Archaeology at King's
King’s has a rich tradition as one of the major Colleges for ‘Arch and Anth’, and the new course in Archaeology continues that spirit of broad enquiry into the human past. Prominent alumni of King's have included Sir John Marshall, a pioneer in the archaeology of India, and Charles McBurney, a leading figure in development of archaeology in Africa.
More recently, the College has had particular research strengths in human evolution and ecology, and in the African origins of humanity. The Director of Studies in Archaeology at King's is Robert Foley, who is Director of the Leverhulme Centre for Human Evolutionary Studies. King’s is also very strong in Social Anthropology, the study of contemporary human cultures, societies and behaviour, and there are opportunities to study this alongside archaeology and biological anthropology.
The College is located close to the Archaeology Department as well as the Fitzwilliam Museum and the Museum of Archaeology and Anthropology, which holds many open sessions for Archaeology students throughout the year. In addition, students have easy access to the Haddon Library of Archaeology & Anthropology and Cambridge University Library just a few minutes walk away.
Fellows at King's in Archaeology and related subjects:
Applying for Archaeology at King's
We welcome applications from suitably qualified students at any kind of school, all over the world.
To apply to study Archaeology at King’s, you do not need to have studied any particular subjects at school. While we certainly welcome applicants who have done A-Level Archaeology or equivalent, this is by no means necessary or expected.
What we look for in applicants is ability, motivation, and intellectual curiosity; because Archaeology is such a broad field, we welcome applications from those who have backgrounds in everything from History to Biology, English to Physics, Philosophy to Geography.
Various things are useful but not required: knowledge of history, current and international affairs, philosophy, economics, or biology; also helpful is aptitude with languages or mathematics. We will be impressed if you have had a sustained interest in archaeology or a related discipline (have you read any anthropology books, participated in an archaeological dig, etc?), but we also welcome students who are just developing a new interest. All the first-year courses start without assuming prior knowledge.
There are no pre-registration required assessments for applicants to Archaeology at King's, but students who are invited for interview in Archaeology are asked to take the Cambridge College-registered Admissions Assessment, which lasts one hour. You do not need to register for this assessment as it will be organised automatically by the College if you are invited for interview. Your performance in the Archaeology Cambridge College-registered Admissions Assessment will not be considered in isolation, but will be taken into account alongside the other elements of your application.

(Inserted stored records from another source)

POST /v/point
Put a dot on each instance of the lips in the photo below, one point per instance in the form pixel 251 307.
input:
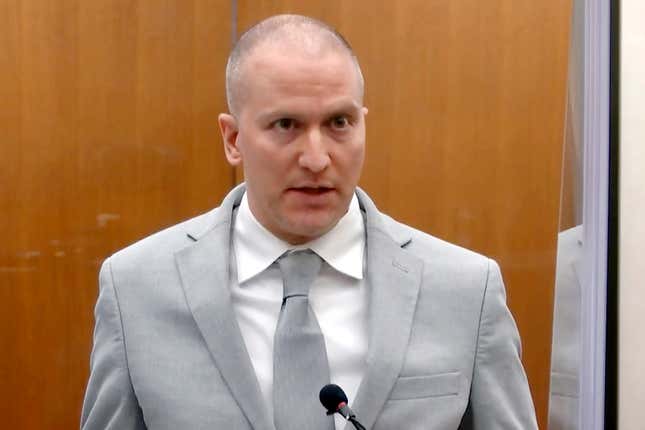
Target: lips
pixel 312 190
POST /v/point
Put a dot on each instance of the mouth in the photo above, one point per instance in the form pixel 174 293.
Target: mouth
pixel 313 191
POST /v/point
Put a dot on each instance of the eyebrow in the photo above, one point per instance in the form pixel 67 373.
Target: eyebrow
pixel 331 110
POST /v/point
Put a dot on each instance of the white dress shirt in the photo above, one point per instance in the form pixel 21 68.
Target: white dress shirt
pixel 337 296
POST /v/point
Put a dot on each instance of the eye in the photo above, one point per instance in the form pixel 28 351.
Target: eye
pixel 285 124
pixel 339 122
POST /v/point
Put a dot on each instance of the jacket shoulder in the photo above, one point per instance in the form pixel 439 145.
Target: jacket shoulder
pixel 166 242
pixel 432 249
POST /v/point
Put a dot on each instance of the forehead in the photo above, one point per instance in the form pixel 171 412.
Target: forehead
pixel 282 73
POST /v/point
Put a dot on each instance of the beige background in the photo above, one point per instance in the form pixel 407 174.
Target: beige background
pixel 631 378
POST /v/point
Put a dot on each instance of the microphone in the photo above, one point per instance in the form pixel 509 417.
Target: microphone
pixel 334 399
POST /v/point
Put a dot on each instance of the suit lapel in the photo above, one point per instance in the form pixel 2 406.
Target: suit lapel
pixel 393 280
pixel 203 267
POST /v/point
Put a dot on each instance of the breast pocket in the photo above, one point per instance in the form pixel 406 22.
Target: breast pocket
pixel 429 402
pixel 419 387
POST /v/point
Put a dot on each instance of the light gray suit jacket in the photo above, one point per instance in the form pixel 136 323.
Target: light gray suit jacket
pixel 168 352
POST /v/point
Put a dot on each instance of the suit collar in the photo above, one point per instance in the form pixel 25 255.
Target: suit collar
pixel 393 280
pixel 204 271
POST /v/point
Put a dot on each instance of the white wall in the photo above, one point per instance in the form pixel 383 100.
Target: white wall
pixel 631 409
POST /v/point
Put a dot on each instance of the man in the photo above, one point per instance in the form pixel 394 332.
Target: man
pixel 193 323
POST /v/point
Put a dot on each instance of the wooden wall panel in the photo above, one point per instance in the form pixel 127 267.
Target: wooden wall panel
pixel 465 132
pixel 108 132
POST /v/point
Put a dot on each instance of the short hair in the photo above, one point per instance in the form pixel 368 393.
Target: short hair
pixel 294 28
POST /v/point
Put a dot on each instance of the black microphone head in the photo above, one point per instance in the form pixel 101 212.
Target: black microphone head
pixel 331 396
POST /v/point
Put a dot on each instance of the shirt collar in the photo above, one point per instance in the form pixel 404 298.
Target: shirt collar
pixel 256 248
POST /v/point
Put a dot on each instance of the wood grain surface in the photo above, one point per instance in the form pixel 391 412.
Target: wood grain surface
pixel 108 132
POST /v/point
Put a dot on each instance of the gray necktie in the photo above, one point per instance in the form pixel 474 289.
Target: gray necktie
pixel 300 367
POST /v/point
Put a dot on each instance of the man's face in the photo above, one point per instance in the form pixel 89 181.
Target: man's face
pixel 300 136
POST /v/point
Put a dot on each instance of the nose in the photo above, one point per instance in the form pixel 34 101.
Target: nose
pixel 314 155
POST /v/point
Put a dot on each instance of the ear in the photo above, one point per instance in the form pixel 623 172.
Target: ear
pixel 229 129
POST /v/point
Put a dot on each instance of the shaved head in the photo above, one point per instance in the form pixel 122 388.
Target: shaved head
pixel 295 34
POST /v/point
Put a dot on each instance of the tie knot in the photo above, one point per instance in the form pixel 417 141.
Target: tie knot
pixel 299 269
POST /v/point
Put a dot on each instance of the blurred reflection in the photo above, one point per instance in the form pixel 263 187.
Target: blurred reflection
pixel 565 358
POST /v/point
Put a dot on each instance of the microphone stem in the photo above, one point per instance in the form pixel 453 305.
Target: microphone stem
pixel 357 425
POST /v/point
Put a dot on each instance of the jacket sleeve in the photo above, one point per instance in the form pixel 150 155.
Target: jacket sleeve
pixel 110 401
pixel 500 397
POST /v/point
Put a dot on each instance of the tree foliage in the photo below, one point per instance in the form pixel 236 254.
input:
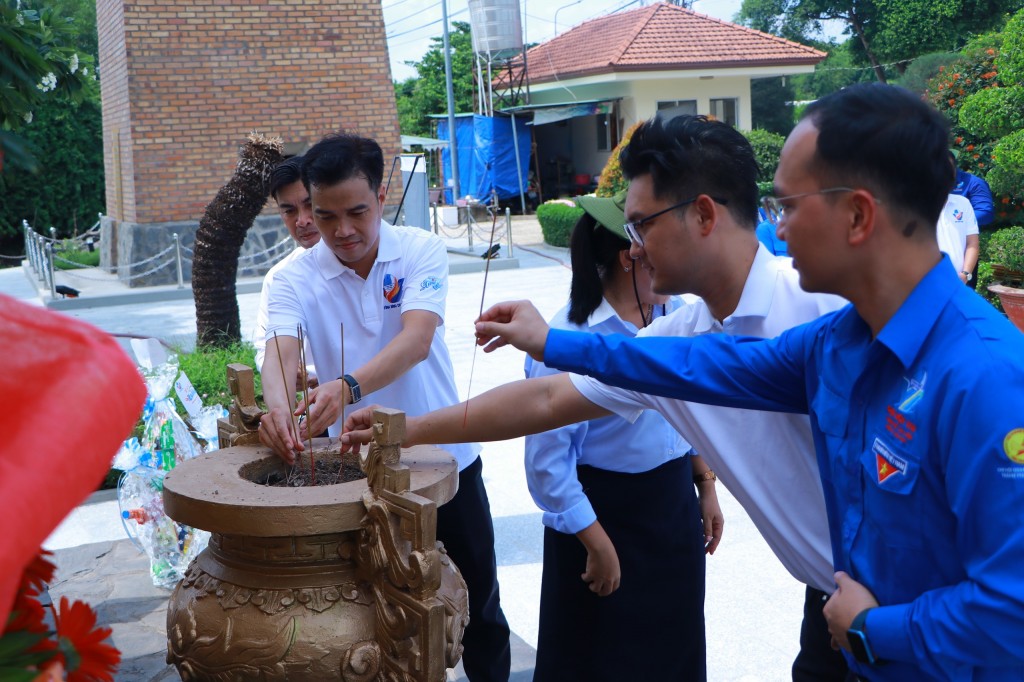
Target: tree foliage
pixel 882 31
pixel 426 93
pixel 39 54
pixel 974 74
pixel 997 112
pixel 67 189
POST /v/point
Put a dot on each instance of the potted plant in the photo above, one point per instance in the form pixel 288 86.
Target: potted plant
pixel 1006 256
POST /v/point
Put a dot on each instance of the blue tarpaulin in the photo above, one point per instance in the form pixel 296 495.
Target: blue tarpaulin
pixel 486 156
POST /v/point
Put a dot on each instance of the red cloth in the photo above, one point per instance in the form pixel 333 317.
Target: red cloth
pixel 69 396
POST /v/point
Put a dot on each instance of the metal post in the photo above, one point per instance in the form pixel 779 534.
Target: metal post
pixel 41 248
pixel 518 167
pixel 49 269
pixel 453 143
pixel 177 257
pixel 508 228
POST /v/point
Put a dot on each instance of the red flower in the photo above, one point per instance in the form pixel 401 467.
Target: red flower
pixel 85 655
pixel 38 573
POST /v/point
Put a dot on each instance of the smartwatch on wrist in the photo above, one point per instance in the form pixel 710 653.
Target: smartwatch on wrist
pixel 857 636
pixel 353 387
pixel 706 476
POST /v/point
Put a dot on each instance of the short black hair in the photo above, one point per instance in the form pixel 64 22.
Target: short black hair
pixel 693 155
pixel 594 254
pixel 886 139
pixel 285 173
pixel 341 156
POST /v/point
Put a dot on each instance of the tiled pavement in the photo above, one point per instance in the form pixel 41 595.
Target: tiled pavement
pixel 753 607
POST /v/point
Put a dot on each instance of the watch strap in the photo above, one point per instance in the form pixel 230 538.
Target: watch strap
pixel 353 388
pixel 856 636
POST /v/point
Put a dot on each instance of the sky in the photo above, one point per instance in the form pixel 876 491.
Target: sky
pixel 411 24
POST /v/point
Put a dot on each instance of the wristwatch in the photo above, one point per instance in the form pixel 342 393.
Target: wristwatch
pixel 857 636
pixel 353 387
pixel 708 475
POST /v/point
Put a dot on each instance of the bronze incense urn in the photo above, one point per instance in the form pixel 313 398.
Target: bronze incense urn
pixel 340 582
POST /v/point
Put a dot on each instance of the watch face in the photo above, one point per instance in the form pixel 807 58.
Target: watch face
pixel 859 647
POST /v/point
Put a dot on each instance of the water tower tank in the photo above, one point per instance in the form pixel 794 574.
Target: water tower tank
pixel 497 28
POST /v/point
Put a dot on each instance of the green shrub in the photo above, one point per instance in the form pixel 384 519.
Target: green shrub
pixel 76 255
pixel 923 69
pixel 207 370
pixel 611 180
pixel 1006 248
pixel 767 146
pixel 557 220
pixel 993 113
pixel 986 278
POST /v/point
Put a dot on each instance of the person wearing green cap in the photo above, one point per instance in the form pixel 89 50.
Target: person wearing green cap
pixel 585 477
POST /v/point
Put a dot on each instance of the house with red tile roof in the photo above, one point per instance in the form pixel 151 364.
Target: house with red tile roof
pixel 594 81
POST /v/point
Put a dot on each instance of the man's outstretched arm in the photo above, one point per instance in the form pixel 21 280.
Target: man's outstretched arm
pixel 511 411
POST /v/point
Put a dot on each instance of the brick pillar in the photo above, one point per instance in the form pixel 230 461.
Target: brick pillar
pixel 183 83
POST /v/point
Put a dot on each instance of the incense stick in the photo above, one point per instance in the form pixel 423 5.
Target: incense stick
pixel 284 378
pixel 343 403
pixel 483 293
pixel 305 401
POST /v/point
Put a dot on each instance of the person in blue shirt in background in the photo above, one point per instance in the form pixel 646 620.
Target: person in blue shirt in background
pixel 767 236
pixel 588 477
pixel 976 190
pixel 914 392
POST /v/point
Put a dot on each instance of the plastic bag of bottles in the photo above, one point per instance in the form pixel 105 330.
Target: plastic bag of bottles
pixel 166 441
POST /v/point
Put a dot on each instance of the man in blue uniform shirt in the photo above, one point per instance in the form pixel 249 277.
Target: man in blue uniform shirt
pixel 921 451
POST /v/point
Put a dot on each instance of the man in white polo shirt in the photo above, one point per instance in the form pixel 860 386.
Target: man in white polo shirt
pixel 692 203
pixel 384 287
pixel 957 236
pixel 296 212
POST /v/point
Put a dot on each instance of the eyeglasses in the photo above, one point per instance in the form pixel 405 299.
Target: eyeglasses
pixel 774 211
pixel 633 228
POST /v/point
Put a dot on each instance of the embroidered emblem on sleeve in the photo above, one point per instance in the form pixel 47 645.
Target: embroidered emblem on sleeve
pixel 392 288
pixel 1013 445
pixel 430 283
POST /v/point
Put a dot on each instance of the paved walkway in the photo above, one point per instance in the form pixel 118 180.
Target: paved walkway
pixel 753 606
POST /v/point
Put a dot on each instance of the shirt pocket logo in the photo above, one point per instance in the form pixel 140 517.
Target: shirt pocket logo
pixel 893 469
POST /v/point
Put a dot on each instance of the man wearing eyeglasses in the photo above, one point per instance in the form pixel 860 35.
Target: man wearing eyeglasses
pixel 914 393
pixel 691 204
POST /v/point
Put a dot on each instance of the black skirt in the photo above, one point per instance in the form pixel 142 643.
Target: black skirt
pixel 651 628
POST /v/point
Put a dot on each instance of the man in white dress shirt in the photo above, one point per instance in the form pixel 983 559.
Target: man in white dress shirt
pixel 691 205
pixel 384 287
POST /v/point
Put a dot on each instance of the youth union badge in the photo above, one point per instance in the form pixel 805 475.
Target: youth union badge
pixel 1013 445
pixel 392 288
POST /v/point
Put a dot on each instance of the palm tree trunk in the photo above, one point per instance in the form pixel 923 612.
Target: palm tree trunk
pixel 219 238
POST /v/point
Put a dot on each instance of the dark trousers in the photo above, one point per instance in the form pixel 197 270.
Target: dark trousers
pixel 465 527
pixel 651 628
pixel 817 661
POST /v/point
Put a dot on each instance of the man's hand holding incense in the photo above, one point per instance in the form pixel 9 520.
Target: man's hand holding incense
pixel 276 432
pixel 358 429
pixel 513 323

Students are required to submit one piece of written work as part of their application to King's. Written work should be in essay format (not science coursework or timed exam) with a word limit of up to 1500 words (can be an extract from an EPQ).
Most (but not all) candidates are invited for two interviews.
Reading, Resources and Events
Events which may be of interest in the year before you apply (year 12 in the UK) include: Oxford and Cambridge Student Conferences, Archaeology / Biological Anthropology Open Days, CU Masterclasses, and King's Open Days. Students from backgrounds where there is little tradition of entry to Higher Education might like to think about applying for the Sutton Trust Summer Schools or the CUSU Shadowing Scheme.